28. A method for detecting the presence of a CD30+ cell in a biological sample, said method comprising:

(a) contacting cells of said biological sample with an anti-CD30 antibody having a variable heavy (VH) chain and a variable light (VL) chain, each of which chains has an amino end and a carboxyl end and three complementarity determining regions (CDRs), which antibody specifically binds to a peptide selected from the group consisting of (a) an amino acid sequence of SEQ ID NO:12 (CD30 Epitope ("Ep") 2) and (b) SEQ ID NO:15 (CD30 Ep 7), provided that the sequence of amino acid residues of the three CDRs of said VH chain and of the three CDRs of said VL chain of said antibody do not have the sequence set forth in Figure 5 for CDRs 1, 2 and 3 of the VH chain and for CDRs 1, 2, and 3 of the VL chain, respectively, of any of antibodies T105, T215, T405, T408, or HeFi-I,

(b) washing said cells to remove unbound antibody, and

(c) detecting the presence or absence of bound antibody, wherein detecting the presence of bound antibody indicates the presence of a CD30+ cell in said sample.

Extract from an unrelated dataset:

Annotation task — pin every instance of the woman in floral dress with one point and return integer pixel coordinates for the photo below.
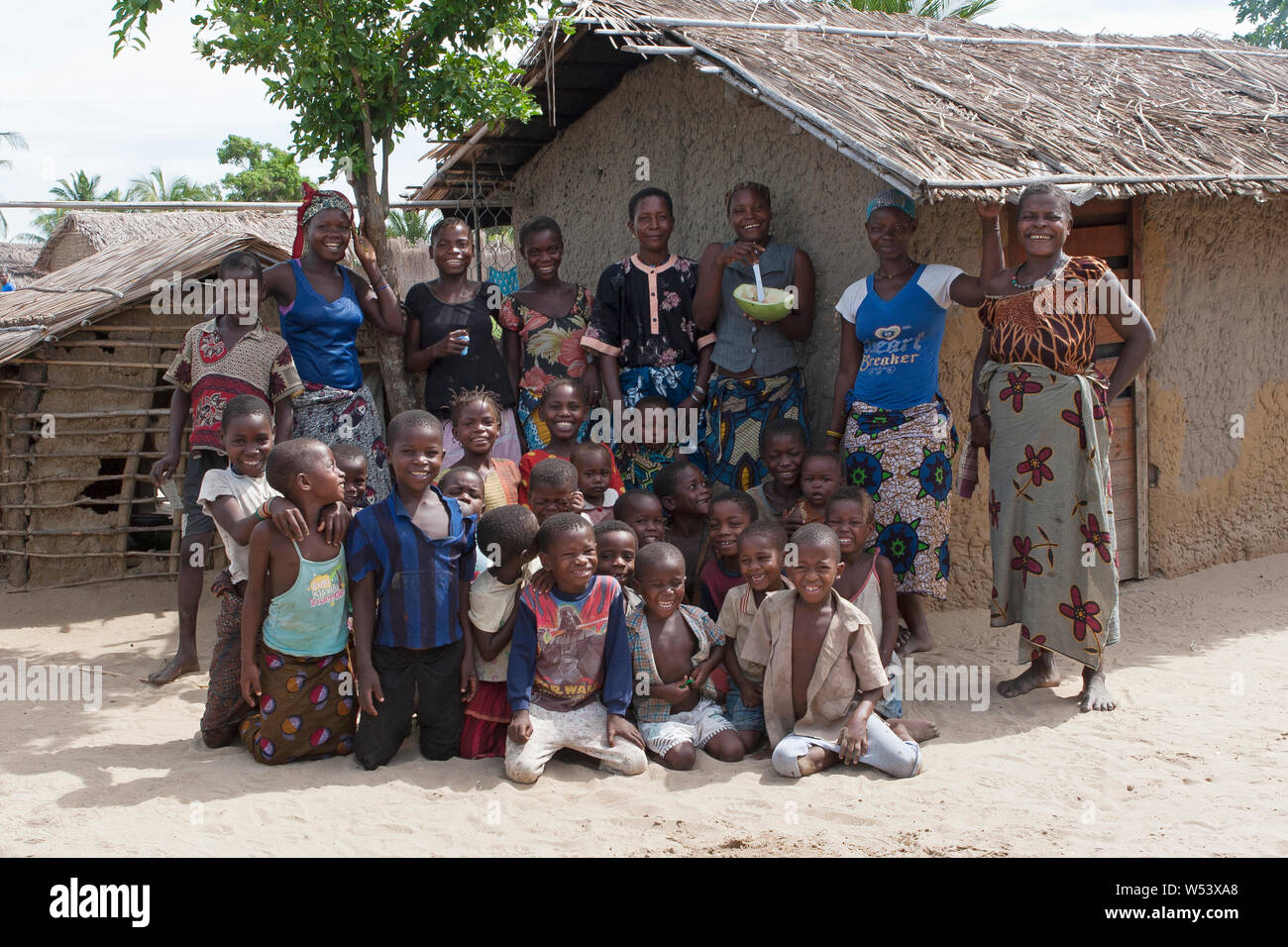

29. A method of claim 28, wherein said antibody is selected from the group consisting of an scFv, a dsFv, a Fab, or a F(ab')₂.

30. A method of claim 28, wherein said antibody is conjugated or fused to a detectable label.

31. A method of claim 28, wherein said antibody binds to a peptide selected from the group consisting of: SEQ ID NO:13, SEQ ID NO:14, SEQ ID NO:16, SEQ ID NO:17, SEQ ID NO:18, SEQ ID NO:19 and SEQ ID NO.:20.

32. A kit, comprising:

(a) a container, and

(b) an antibody having a variable heavy (VH) chain and a variable light (VL) chain, each of which chains has an amino end and a carboxyl end and three complementarity determining regions (CDRs), which antibody specifically binds to a peptide selected from the group consisting of (a) SEQ ID NO: 12 (CD30 Epitope ("Ep") 2) and (b) SEQ ID NO: 15 (CD30 Ep 7), provided that the sequence of amino acid residues of the three CDRs of said VH chain and of the three CDRs of said VL chain of said antibody do not have the sequence set forth in Figure 5 for CDRs 1, 2 and 3 of the VH chain and for CDRs 1, 2, and 3 of the VL chain, respectively, of any of antibodies T105, T215, T405, T408, or HeFi-I.

33. A kit of claim 32, wherein said antibody binds to a peptide selected from the group consisting of: SEQ ID NO:13, SEQ ID NO:14, SEQ ID NO:16, SEQ ID NO:17, SEQ ID NO:18, SEQ ID NO:19, and SEQ ID NO.:20.

34. A kit of claim 32, further wherein said antibody is conjugated or fused to a detectable label.